La protesta no fue un accidente moral de una multitud extraviada: fue la irrupción pública de una sociedad cansada de ser tratada como consumidora endeudada antes que como comunidad política.
Este documento sostiene cuatro proposiciones que el debate público chileno tiende a confundir.
Primera: la violencia ocurrió, fue grave y dañó la legitimidad del movimiento, pero no explica la masividad social. Ningún país moviliza millones de personas únicamente por vandalismo.
Segunda: el malestar tiene causas estructurales identificables, documentables y verificables. La acumulación de abusos –del mercado y del Estado– erosionó durante décadas la legitimidad del modelo.
Tercera: la libre competencia no es libertad económica espontánea; requiere instituciones activas que la sostengan. Cuando esas instituciones se debilitan o se desmantelan, el mercado degenera en concentración, captura y abuso organizado.
Cuarta: el problema no es la existencia de abusos puntuales, sino la configuración de un modelo económico e institucional que toleró durante décadas los incentivos estructurales al abuso, mientras la regulación se mantuvo laxa, la fiscalización insuficiente y la autorregulación empresarial se reveló como mito.
II. El error de reducir el 18-O a violencia
El 18 de octubre de 2019 no apareció de la nada. Fue la expresión visible de una fractura largamente acumulada. El Programa de las Naciones Unidas para el Desarrollo había advertido en Desiguales (2017) que la desigualdad chilena no era solo económica, sino también de trato, dignidad, salud, educación y reconocimiento.
El mismo informe registraba que un 41% de la población chilena declaraba haber sufrido malos tratos en el último año, asociados principalmente a clasismo y machismo. Ese número no es retórico: describe una experiencia material acumulada de humillación cotidiana.
El 25 de octubre de 2019, una semana después del estallido inicial, alrededor de 1,2 millones de personas se manifestaron en Santiago en una movilización descrita –por todos los observadores presentes, incluidos los más críticos– como masiva, festiva y mayoritariamente pacífica. Ese hecho no puede ser borrado por los episodios violentos.

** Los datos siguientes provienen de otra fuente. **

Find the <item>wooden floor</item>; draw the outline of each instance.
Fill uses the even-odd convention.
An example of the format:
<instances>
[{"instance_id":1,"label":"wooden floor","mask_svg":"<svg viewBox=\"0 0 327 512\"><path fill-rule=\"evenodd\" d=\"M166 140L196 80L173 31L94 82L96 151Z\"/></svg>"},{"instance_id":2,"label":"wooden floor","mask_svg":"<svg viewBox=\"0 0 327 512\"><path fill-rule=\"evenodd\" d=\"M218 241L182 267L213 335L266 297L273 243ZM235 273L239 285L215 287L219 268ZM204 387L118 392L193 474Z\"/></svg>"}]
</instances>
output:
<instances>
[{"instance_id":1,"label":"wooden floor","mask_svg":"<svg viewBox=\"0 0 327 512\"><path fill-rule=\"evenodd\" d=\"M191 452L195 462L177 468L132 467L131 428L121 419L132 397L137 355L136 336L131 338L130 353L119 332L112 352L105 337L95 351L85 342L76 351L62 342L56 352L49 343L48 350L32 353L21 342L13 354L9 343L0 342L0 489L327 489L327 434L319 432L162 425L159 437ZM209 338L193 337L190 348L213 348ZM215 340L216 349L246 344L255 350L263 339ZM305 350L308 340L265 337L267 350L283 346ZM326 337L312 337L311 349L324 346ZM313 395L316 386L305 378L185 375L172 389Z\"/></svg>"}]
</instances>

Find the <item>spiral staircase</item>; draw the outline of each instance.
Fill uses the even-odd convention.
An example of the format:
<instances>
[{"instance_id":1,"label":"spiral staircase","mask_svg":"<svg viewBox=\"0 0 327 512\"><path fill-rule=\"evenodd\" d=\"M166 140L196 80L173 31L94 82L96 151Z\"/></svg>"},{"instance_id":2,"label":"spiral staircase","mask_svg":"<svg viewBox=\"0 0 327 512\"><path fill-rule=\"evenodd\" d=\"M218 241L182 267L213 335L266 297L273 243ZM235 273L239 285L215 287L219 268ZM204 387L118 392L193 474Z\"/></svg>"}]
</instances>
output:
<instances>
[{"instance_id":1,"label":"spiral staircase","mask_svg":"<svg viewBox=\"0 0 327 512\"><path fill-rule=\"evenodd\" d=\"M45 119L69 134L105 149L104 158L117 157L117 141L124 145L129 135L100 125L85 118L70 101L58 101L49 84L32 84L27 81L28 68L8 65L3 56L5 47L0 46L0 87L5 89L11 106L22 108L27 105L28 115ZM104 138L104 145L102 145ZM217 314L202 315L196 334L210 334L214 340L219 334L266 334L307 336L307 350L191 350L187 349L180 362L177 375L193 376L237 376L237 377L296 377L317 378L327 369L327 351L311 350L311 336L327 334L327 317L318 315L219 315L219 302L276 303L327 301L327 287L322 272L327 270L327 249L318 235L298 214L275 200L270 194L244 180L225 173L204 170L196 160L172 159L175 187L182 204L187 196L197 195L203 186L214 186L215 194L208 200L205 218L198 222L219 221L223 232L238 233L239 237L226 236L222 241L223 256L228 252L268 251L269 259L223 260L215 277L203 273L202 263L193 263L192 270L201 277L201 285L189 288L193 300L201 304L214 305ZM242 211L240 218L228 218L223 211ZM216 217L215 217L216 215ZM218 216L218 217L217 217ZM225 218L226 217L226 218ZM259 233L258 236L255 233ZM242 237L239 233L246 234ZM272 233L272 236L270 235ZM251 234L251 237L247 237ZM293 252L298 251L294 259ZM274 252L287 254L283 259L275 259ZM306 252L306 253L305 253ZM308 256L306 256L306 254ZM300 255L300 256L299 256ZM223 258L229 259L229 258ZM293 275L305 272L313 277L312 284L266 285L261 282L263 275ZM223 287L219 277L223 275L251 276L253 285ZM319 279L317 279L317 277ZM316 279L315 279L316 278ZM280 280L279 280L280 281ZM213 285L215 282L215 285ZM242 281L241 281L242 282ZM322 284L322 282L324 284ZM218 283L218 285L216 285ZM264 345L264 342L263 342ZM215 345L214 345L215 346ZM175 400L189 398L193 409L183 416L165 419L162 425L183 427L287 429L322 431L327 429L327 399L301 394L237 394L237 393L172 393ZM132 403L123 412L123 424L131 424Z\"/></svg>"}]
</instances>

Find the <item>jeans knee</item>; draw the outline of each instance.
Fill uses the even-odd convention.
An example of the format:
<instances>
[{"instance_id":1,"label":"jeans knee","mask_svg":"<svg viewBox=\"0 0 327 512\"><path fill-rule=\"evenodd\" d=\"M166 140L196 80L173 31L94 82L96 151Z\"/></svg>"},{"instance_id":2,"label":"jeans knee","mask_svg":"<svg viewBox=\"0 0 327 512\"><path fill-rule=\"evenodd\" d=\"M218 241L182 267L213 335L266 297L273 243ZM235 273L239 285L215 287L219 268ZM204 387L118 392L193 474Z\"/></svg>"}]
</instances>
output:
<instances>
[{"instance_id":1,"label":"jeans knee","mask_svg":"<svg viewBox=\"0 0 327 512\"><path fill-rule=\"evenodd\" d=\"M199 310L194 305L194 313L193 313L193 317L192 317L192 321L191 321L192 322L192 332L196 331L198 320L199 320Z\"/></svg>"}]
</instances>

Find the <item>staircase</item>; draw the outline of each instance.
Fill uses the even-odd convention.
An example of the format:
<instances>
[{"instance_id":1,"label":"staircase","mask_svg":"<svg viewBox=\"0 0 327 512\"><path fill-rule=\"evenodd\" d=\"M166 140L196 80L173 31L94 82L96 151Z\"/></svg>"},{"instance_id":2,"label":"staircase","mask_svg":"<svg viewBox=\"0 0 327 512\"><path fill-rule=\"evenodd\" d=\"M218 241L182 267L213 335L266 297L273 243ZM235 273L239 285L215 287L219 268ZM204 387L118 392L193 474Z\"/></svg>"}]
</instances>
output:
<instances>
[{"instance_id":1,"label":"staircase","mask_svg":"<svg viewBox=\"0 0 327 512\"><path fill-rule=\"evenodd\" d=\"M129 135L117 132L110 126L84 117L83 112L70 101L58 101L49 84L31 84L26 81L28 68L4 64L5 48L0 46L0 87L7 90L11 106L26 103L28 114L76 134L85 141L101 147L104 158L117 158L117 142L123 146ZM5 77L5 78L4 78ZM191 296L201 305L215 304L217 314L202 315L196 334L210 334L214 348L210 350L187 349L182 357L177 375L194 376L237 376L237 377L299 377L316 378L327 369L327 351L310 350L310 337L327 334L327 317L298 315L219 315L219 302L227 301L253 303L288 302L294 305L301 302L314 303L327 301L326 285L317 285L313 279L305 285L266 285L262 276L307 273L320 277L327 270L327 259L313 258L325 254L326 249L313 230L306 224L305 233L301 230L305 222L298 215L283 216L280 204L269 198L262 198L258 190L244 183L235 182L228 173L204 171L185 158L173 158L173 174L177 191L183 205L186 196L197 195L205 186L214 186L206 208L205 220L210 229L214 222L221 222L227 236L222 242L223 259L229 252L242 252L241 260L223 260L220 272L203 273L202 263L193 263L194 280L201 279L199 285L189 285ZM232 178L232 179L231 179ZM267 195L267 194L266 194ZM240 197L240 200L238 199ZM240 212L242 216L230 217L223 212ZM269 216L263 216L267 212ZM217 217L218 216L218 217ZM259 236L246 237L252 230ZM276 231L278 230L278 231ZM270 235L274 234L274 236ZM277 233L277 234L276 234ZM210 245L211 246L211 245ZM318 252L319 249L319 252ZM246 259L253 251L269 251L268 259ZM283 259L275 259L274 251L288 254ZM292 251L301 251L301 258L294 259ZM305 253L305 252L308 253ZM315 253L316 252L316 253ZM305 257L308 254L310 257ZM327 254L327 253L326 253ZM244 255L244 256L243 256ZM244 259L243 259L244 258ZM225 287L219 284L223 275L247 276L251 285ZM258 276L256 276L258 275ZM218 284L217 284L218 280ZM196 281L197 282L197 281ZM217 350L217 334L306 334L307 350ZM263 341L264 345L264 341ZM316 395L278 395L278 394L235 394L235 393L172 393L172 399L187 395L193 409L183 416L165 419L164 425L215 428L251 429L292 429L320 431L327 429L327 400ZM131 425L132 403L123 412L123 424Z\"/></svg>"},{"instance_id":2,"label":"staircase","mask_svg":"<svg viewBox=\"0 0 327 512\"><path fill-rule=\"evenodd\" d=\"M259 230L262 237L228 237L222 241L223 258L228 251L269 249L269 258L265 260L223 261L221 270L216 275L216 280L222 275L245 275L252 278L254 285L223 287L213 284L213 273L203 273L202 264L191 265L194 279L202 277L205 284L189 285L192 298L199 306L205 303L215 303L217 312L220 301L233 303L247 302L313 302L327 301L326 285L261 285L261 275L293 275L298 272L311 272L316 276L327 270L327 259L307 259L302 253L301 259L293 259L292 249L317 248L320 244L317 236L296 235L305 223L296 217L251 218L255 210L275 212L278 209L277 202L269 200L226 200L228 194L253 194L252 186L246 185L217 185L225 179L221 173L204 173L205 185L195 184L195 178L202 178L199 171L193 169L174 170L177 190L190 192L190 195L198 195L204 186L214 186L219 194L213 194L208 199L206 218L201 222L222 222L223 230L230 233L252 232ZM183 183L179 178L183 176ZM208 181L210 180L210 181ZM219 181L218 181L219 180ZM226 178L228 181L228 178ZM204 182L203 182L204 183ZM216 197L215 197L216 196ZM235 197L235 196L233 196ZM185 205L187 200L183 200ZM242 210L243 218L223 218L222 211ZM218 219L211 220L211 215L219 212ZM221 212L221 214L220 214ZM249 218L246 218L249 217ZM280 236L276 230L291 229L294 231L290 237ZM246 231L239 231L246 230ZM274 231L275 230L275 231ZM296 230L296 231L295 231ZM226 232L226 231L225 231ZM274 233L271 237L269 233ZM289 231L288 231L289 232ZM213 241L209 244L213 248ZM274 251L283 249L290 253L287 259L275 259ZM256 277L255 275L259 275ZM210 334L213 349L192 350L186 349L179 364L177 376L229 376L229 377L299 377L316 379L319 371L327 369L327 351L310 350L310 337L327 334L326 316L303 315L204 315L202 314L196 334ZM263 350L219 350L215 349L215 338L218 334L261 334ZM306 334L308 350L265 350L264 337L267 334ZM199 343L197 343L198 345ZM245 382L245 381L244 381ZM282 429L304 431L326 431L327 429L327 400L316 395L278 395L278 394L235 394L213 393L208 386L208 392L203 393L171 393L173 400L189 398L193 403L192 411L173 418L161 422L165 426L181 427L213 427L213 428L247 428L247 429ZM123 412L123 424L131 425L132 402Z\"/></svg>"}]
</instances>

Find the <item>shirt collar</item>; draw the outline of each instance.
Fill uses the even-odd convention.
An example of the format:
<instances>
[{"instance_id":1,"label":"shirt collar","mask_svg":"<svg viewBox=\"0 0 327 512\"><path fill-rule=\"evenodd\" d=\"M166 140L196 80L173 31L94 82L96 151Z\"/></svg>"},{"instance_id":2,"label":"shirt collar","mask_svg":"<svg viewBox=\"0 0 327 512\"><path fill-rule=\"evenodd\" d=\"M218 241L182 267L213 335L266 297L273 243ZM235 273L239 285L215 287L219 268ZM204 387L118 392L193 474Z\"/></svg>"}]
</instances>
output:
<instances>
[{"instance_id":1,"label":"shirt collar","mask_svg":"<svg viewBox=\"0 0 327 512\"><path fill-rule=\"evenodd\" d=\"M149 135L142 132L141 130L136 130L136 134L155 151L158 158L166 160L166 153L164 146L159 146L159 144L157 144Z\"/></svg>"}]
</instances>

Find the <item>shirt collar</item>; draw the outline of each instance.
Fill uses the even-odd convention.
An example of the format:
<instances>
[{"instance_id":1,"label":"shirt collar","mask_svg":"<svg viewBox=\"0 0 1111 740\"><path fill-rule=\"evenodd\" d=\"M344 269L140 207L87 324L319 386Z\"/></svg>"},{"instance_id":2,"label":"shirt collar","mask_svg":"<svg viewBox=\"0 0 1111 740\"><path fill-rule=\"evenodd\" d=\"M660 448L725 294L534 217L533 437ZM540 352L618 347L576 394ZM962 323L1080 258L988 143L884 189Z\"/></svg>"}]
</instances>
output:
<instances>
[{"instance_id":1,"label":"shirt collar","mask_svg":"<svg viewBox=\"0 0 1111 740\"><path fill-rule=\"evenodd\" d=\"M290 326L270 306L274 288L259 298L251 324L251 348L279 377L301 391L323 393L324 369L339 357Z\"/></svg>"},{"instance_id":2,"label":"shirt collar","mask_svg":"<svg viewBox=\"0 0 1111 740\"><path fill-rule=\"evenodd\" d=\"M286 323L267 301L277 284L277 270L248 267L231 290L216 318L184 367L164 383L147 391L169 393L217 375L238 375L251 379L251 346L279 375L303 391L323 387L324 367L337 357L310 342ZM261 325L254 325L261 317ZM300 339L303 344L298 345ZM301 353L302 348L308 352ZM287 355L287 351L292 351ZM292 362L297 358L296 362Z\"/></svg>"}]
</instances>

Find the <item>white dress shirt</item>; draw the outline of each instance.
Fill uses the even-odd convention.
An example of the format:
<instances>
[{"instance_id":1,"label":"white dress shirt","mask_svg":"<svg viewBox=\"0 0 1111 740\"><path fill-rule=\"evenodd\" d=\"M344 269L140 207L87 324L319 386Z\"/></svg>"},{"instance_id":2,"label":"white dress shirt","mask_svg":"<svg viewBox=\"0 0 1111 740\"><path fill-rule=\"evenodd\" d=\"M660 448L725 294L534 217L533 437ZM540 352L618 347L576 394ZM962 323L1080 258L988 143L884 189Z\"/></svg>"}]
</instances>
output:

Del mismo modo que los episodios violentos no pueden ser usados para negar la existencia del malestar social.
Reducir el 18-O a saqueos es, intelectualmente, un error de muestreo: tomar una parte minoritaria del fenómeno y presentarla como el todo. Es, políticamente, una operación de desactivación: si todo fue violencia, entonces no hay agravio que reparar; si solo hubo delincuentes, entonces el modelo no necesita ser revisado; si la protesta no fue legítima, entonces los pactos sociales que vinieron después –el proceso constitucional, las agendas de seguridad social, las reformas tributarias– pierden fundamento.
La reducción del estallido a violencia es, en estricto rigor, una herramienta de restauración: pretende devolver el debate al punto previo al 18 de octubre, como si nada hubiera ocurrido.
Esta operación, además, descansa sobre una intuición falsa: la idea de que las sociedades estallan por accidente. Las sociedades no estallan porque sí. Estallan cuando las élites se acostumbran demasiado........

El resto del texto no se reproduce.